Ten years ago, the federal government removed the capital gains tax on gifts of publicly listed securities, and the impact has been phenomenal. Canada’s charities are estimated to have received more than $1 billion gifts of stock every year since the policy was enacted.
AFP and others in the charitable sector are now asking the federal government to remove the capital gains tax for gifts of private-company shares and real estate. This complementary change is expected to generate another $200 million in charitable gifts a year and has the support of several political parties. While the provision was included in the 2015 budget, it was removed from the 2016 budget.
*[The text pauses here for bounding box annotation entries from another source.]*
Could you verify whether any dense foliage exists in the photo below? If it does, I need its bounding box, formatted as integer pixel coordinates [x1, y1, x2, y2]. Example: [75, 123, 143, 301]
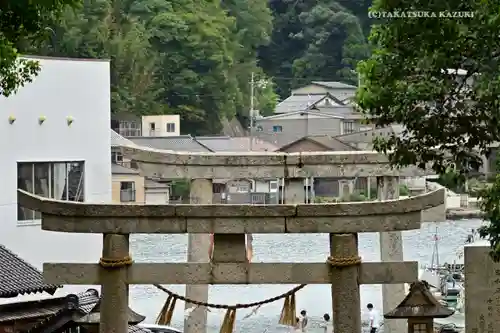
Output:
[0, 0, 78, 96]
[358, 0, 500, 259]
[0, 0, 371, 134]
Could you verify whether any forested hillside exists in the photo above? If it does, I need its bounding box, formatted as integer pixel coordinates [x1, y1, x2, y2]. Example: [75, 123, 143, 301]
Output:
[11, 0, 371, 135]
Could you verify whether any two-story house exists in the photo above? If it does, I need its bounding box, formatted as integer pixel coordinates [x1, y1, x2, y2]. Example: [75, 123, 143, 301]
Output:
[253, 92, 372, 146]
[0, 58, 111, 293]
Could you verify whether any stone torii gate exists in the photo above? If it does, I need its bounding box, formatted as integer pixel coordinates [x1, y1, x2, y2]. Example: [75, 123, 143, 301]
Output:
[122, 142, 446, 333]
[19, 150, 444, 333]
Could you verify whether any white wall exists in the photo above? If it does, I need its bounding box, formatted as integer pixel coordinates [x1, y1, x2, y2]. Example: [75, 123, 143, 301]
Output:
[0, 58, 111, 296]
[142, 114, 181, 136]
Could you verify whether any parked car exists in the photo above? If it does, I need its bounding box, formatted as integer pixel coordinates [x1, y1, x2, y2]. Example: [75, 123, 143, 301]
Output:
[137, 324, 182, 333]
AFP and others are proposing that it be reinstated.
Another incentive has been the First-Time Donor’s Super Credit, which effectively adds 25 percent to the value of a donor’s charitable donation tax credit. This can only be claimed once between the 2013 and 2017 taxation years and early evidence indicates the credit is having the desired intent of engaging new donors in philanthropy. AFP and others are proposing that it be extended past 2017.
The charitable sector is also encouraging the adoption of a Stretch Tax Credit, which would apply when donors give more than their highest previous years. It is a simple and powerful way to would encourage donations from those who have not given in the past, particularly younger families and those just starting their careers, and would help those who already give to contribute more. Analysis from Imagine Canada estimates that the proposal could generate more than $230 million in additional giving per year while costing just $40 million annually.
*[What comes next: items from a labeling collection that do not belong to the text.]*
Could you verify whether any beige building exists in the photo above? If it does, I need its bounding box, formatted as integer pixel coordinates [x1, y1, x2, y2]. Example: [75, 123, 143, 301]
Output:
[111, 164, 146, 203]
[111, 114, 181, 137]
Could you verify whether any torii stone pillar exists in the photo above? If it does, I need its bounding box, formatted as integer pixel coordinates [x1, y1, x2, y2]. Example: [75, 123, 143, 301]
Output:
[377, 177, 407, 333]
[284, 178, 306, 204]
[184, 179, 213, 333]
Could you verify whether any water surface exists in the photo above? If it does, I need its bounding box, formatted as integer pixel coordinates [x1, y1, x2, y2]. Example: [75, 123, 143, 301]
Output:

Tax credits such as these are just one aspect of increasing philanthropy. They can be effective incentives for encouraging people to give—and give more—though they are rarely the main reason people contribute. AFP is encouraging Members of Parliament to discuss the positive impact of these provisions with local charities to understand how they will increase charitable programs in their ridings and around the country.
These proposals need the support of all Canadians, including the federal government, and will increase giving at a time when we need more participation and engagement in philanthropy—and more resources for charitable programs that support our communities.
Daniel Brunette is the chair of the Association of Fundraising Professional’s Canadian Government Relations Committee and works at the Community Foundation of Ottawa.